UTI Knowledge Center
Microorganism Spotlight

A. urinae

Emery Haley, PhD, Scientific Writing Specialist

Aerococcus urinae

Clinical Summary

  • A. urinae is a nitrite-negative, biofilm-forming, gram-positive microorganism.
  • A. urinae is fastidious and cannot grow in standard urine culture conditions.
  • A. urinae is associated with complicated UTIs in children, older adults, and individuals with urinary tract abnormalities or multimorbidity.
  • A. urinae preferentially infects kidney tissues.
  • In symptomatic UTI patients, A. urinae:
  • Is not a contaminant (is found in catheter-collected urine specimens).
  • Is viable (can grow out in expanded culture conditions).
  • Is pathogenic (associated with elevated urine biomarkers of infection).
  • Reported severe complications of A. urinae UTI include pyelonephritis, bacteremia, spondylodiscitis, aortitis, endocarditis, and urosepsis.

Bacterial Characteristics

Gram-stain

Gram-positive

Morphology

Coccus

Growth Requirements

Fastidious (prefers blood-agar)
Facultative anaerobe

Nitrate Reduction

No

Urease

Negative

Biofilm Formation

Yes

Pathogenicity

Colonizer or Pathobiont

Clinical Relevance in UTI

A. urinae was first described in 1992 [1] and first sequenced in 2016 [2]. Genome sequencing of additional strain isolates revealed significant genetic diversity [3]and ultimately resulted in the recent splitting of these isolates into four species, including A. urinae and three novel species, A. tenax, A. mictus, and A. loyolae [4,5]. However, there is currently no known association between any of the genetically distinct species and particular clinical phenotypes.[6]

A. urinae is found in asymptomatic individuals as a resident of the human urogenital microbiome.[7] However, it has also been recognized for decades as a ‘rare’ pathogen isolated from human blood and urinary tract infections, predominantly in older adults,[8–15]children,[16–21]  and individuals with urinary tract abnormalities or multimorbidity [7,8,15,16,18,22–24]. A. urinae has also been reported to participate in the formation of polymicrobial biofilms on indwelling catheters.[23] 

A. urinae UTIs are likely significantly underdiagnosed due to the numerous challenges in the identification of A. urinae.

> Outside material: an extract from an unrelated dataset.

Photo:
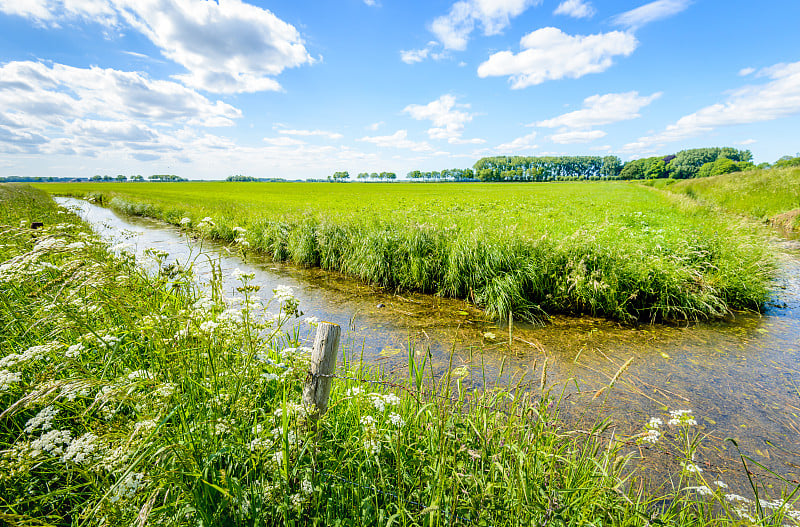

Firstly, A. urinae lacks nitrate reductase activity, so screening strategies involving urinalysis for nitrite positivity will be false-negative.[25,26] Secondly, growing A. urinae in culture requires particular nutritional requirements (blood agar medium), which is not always included in clinical laboratories performing standard culture techniques for UTI diagnosis.[27] Thirdly, even when this organism does grow in culture, as a gram-positive coccus, it is frequently confused with Staphylococcus, Streptococcus, or Enterococcus species and may be dismissed as an irrelevant gram-positive “contaminant” organism from the urogenital microbiome.[15,27,28]  Instead, A. urinae UTI is most often diagnosed by advanced proteomic techniques, such as Matrix-assisted laser desorption ionization-time of flight mass spectrometry (MALDI-TOF MS), or advanced molecular techniques, including polymerase chain reaction (PCR) and sequencing.[9,22,28–30] 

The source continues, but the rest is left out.